We employ SimCSE (Gao, Yao, and Chen 2021) as the retrieval model because it effectively captures semantic information between the constraint value and database cells, which is particularly useful for handling cases with significant variations, such as abbreviation. Based on the cells returned by the retriever, the LLM-based agent evaluates the correctness of the conditional clauses. If the condition is deemed correct, the agent selects the ground truth cell(s) to replace the mention of value; otherwise, the agent generates a new conditional action. Each time the agent makes a new action, we remove the previously used conditional columns from the database schema in the context to prevent duplicate actions. This process is repeated several times until the correct constraint is generated, or the maximum number of attempts is reached. If the maximum attempts are reached without success, we use the initial conditional action as the final answer, as it is likely to be the most accurate.
Error Detector
The role of the error detector is to inspect the mismatches of stricter constraints and detect execution errors in SQL through indirect access to the database. SQL generated by LLM may contain errors due to factors like unfamiliarity with domain-specific SQL or hallucinations, making error detection essential. We parse the parameters of our Python functions and design verification programs to perform extensive detection with the help of databases. Different from MAC-SQL (Wang etal. 2024), we do not directly execute SQL queries in the DBMS to gather feedback, as this approach has limited error detection capabilities, typically only catching execution exceptions like syntax errors and database schema errors.Additionally, although privilege control strategies can prevent potentially harmful SQL from damaging the important data in databases, executing unchecked SQL queries is still risky, as it may lead to slow response times in large real-world databases.

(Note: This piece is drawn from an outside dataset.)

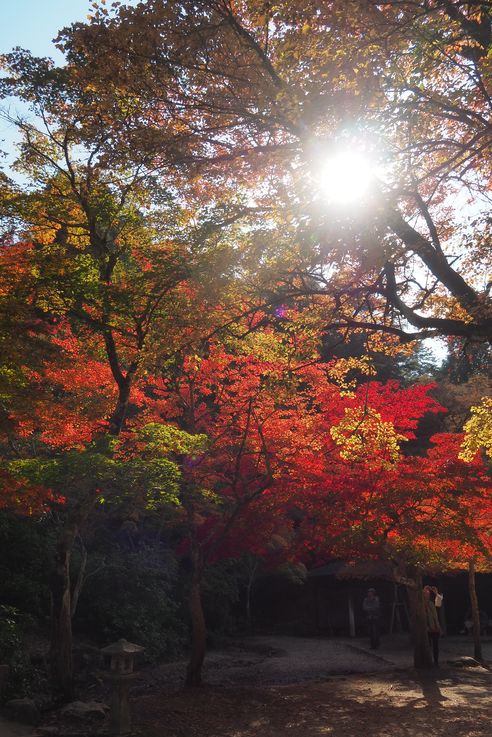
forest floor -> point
(306, 687)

In the inspection process, we first extract the schema information of the database, including all table names, column names and types, foreign key relationships, and more. We then design verification programs to check whether the parameters of the functions satisfy the SQL operations and the database schema. For stricter constraints, our diagnostic process focuses on detecting the following errors based on SQL features: 1) mismatch of foreign key relationships, 2) redundancy or absence of “JOIN” operations, 3) mismatch of column types in conditional clauses, 4) absence or improper usage of “GROUP BY” clauses. We also emphasize that our tool is extensible and can be easily adapted to detect user-defined constraints in real-world scenarios by analyzing parameters in function calls. For example, in real-world scenarios where there are specific requirements on column data processing, the tool can be expanded to detect whether “NULL” values have been excluded or whether columns with specific formats have been appropriately processed.
SQL Generation
In the final stage, we generate the SQL query using the corrected action sequences. We use the Python Interpreter to execute these function calls and extract the main components of the SQL query. For the missing logical operators ‘AND’ and ‘OR’ in ‘WHERE’ or ‘HAVING’ clauses, which are not included in the action sequences, we rely on the LLM to predict them. With all the components in place, we can then assemble the complete SQL query.
Spider-MismatchDataset
Dataset Construction
User questions in real-world scenarios exhibit diversity and may differ significantly from database content, especially for cells that cannot all be seen in the context of LLMs, which is not well highlighted by existing datasets. Spider (Yu etal. 2018) is a widely used benchmark for evaluating models’ generalization ability across domains. Since it was built before the advent of LLMs, the utterances used in Spider questions closely resemble their paired SQL queries, i.e. the column and the values mentioned in the question are almost the same as those in gold SQL queries. Some works address the deficiencies of Spider and derive new datasets from the Spider validation set. Spider-SYN (Gan etal. 2021) modifies the schema-related utterances with corresponding synonyms. Spider-DK (Gan, Chen, and Purver 2021) incorporates domain knowledge reflecting real-world question narratives. Spider-Realistic (Deng etal. 2021) paraphrases or removes explicit mentions of column names. The Bird dataset was constructed after the emergence of LLMs and focuses on more complex database content, external knowledge reasoning between problems and databases, and SQL query efficiency.In these datasets, values mentioned in questions are typically highlighted with initial capitalization or within quotation marks. The differences between the mention of value in questions and the ground-truth cells in databases are minimal. In most cases, they are identical, which is unlikely in real-world scenarios. In a few cases, the LLMs can infer the correct cell statements by simply seeing the first three rows of tables. Therefore, existing approaches do not account for the differences between values mentioned in questions and cells in databases, most approaches simply use the strategy of looking at a few cell examples.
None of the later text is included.